Customers want to talk less about speeds and feeds and more about delving into capabilities and service- level agreements, he said.

"This allows us to have a much richer conversation with the customer around guaranteeing application uptime availability," he said. "With InfoSight, we can look at what is going on in your IT shop and then compare that result to everyone else using a similar environment and application. We can benchmark whether or not customers are achieving and receiving the maximum results."

In addition to working in HPE storage and server environments, HPE InfoSight may be extended to non-HPE environments, Philbin said.

HPE and its peers support an API (Application Programming Interface) called Red Fish, which Philbin said is a standard RESTful API for managing scale-out servers.

"What Red Fish allows you to do is to interrogate any platform that supports Red Fish," he said. "Dell is involved in the Red Fish initiative along with us and a host of other people.
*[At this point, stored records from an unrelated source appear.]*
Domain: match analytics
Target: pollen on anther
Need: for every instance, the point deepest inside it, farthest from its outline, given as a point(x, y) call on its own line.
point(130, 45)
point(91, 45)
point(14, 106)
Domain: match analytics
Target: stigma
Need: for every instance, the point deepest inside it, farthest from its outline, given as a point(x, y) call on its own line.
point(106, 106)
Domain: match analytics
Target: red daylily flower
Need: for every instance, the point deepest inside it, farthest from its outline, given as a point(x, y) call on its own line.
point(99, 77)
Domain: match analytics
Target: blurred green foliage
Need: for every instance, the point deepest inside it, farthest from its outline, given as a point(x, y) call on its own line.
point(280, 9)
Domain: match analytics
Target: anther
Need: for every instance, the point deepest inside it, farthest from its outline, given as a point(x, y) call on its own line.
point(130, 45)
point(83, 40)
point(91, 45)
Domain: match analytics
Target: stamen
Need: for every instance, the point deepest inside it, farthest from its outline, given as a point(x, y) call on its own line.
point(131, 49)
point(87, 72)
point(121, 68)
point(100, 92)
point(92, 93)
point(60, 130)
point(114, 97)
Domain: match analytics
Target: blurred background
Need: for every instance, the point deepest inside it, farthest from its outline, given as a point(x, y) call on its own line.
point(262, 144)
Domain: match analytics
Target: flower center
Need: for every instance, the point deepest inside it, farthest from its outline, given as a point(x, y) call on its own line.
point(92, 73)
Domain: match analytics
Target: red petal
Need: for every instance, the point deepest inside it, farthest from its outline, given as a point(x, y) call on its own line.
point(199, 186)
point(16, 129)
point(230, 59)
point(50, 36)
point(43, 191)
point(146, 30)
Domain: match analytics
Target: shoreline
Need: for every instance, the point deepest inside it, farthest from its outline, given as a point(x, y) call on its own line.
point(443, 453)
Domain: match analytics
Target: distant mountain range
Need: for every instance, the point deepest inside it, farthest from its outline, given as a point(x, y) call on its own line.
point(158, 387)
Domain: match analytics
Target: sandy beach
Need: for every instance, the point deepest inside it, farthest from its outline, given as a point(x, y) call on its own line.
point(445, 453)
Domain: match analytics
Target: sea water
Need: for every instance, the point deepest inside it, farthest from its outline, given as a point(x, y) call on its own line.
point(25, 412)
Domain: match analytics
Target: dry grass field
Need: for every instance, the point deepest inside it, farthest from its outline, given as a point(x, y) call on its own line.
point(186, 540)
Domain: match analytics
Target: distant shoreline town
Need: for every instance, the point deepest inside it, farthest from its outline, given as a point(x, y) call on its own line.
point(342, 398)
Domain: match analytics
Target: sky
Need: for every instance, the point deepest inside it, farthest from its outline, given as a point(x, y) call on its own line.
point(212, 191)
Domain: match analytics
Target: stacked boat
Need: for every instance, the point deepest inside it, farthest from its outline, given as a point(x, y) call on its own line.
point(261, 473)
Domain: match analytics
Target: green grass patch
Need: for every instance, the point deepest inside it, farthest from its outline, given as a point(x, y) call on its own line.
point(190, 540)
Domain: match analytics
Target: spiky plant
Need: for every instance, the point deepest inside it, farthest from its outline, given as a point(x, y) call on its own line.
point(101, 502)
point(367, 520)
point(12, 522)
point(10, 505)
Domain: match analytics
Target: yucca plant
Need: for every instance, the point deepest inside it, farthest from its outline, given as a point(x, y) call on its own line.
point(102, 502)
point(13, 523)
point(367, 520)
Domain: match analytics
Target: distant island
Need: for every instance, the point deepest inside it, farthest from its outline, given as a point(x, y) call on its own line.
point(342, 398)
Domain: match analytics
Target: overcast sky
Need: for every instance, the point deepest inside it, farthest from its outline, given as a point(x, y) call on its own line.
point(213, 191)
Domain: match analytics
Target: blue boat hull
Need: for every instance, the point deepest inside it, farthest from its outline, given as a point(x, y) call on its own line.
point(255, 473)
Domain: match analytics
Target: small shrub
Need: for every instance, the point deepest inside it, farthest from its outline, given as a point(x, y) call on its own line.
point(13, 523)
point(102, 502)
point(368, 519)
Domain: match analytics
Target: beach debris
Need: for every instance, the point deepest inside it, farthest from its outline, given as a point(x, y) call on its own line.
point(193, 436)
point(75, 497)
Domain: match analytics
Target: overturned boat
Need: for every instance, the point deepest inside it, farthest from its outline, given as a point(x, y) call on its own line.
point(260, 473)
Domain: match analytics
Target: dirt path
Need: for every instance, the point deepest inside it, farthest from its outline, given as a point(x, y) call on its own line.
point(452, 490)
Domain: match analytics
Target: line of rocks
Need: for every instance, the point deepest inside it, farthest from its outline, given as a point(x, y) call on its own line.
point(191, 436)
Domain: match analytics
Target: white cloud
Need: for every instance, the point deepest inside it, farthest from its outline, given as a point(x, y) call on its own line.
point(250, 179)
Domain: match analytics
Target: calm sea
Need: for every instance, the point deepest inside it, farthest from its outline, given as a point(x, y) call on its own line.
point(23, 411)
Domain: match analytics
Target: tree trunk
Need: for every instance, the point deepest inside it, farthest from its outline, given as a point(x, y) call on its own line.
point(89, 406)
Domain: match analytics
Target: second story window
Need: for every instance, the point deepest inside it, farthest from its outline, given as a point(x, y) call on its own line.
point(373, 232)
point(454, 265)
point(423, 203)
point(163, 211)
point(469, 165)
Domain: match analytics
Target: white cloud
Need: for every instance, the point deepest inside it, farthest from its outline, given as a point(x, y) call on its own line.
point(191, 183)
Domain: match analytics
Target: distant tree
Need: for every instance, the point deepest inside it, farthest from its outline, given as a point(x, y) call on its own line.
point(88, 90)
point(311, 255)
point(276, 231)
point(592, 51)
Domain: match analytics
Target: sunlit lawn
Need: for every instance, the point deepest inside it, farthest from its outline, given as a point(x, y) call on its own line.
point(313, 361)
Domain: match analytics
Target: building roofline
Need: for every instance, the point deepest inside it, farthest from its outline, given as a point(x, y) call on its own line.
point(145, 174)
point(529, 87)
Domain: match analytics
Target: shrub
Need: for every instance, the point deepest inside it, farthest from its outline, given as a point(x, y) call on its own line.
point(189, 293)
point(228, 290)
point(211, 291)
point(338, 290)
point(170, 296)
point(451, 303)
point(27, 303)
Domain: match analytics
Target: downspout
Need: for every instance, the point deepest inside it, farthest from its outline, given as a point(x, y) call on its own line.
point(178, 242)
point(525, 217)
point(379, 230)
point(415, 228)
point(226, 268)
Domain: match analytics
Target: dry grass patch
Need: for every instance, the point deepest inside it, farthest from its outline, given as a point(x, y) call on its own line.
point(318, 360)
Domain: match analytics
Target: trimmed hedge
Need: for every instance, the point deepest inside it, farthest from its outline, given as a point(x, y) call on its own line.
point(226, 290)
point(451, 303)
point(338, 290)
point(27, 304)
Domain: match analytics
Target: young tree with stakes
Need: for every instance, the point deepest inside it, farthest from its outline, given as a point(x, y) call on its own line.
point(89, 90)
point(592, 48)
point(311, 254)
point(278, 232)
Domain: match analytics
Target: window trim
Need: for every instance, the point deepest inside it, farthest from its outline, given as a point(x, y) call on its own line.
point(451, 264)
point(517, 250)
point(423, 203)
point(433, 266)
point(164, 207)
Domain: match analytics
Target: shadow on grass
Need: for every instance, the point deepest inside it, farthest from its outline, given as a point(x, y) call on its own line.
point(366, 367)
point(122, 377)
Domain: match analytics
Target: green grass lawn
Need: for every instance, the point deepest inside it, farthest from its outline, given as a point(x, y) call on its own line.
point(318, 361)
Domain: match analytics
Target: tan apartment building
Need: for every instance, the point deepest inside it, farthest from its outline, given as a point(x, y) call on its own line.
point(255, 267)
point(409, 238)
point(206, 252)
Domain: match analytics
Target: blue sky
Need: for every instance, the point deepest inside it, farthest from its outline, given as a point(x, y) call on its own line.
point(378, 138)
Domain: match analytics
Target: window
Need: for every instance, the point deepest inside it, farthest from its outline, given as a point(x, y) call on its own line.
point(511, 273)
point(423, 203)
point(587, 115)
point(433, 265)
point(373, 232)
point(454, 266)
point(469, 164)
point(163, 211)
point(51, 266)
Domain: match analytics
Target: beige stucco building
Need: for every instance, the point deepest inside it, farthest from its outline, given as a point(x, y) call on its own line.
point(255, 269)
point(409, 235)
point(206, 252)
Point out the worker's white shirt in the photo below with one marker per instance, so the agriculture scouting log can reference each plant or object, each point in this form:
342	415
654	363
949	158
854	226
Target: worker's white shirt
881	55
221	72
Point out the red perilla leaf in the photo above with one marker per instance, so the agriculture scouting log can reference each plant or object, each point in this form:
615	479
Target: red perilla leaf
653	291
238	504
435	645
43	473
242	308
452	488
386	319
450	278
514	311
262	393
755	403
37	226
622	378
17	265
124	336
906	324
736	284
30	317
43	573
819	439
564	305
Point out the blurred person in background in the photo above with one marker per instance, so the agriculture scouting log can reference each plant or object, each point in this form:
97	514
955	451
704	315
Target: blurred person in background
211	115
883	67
Given the fact that people are starting to talk about Red Fish, we can then bring in heterogenous information and start to use that to inform our customers."

Philbin said solution providers can take a few steps to be ready to bring InfoSight to customers, starting with making it a part of every storage and server conversation, followed by getting InfoSight deployed in customers' infrastructures to improve their user experiences.

“Talk about AI and InfoSight at every sale, make sure the telemetry is coming home and become well versed in InfoSight," he said. "It is a way for partners to make their customers more successful because it gives them information the customer may or may not know they have. It allows partners to be more proactive in customer environments."

HPE's expansion of InfoSight to improve management of server environments is a move that makes complete sense, said Dan Molina, chief technology officer at Nth Generation Computing, a San Diego-based solution provider and longtime HPE channel partner.

InfoSight's powerful AI-based technology helps pinpoint problems with applications and storage by looking at the application, virtualization and storage layers, Molina told CRN.

"Adding the server element to the stack will complete the visibility needed to manage the data center," he said.

HPE InfoSight can also be combined with HPE's OneView management software to do server management in a safer fashion than before, Molina said. OneView already dramatically reduces management issues, he said.

"If you combine OneView with InfoSight with its new server elements, it becomes an even more powerful management capability," he said.

HPE InfoSight on ProLiant server, Synergy compute modules and Apollo systems—which require a software subscription—will be available starting in January 2019.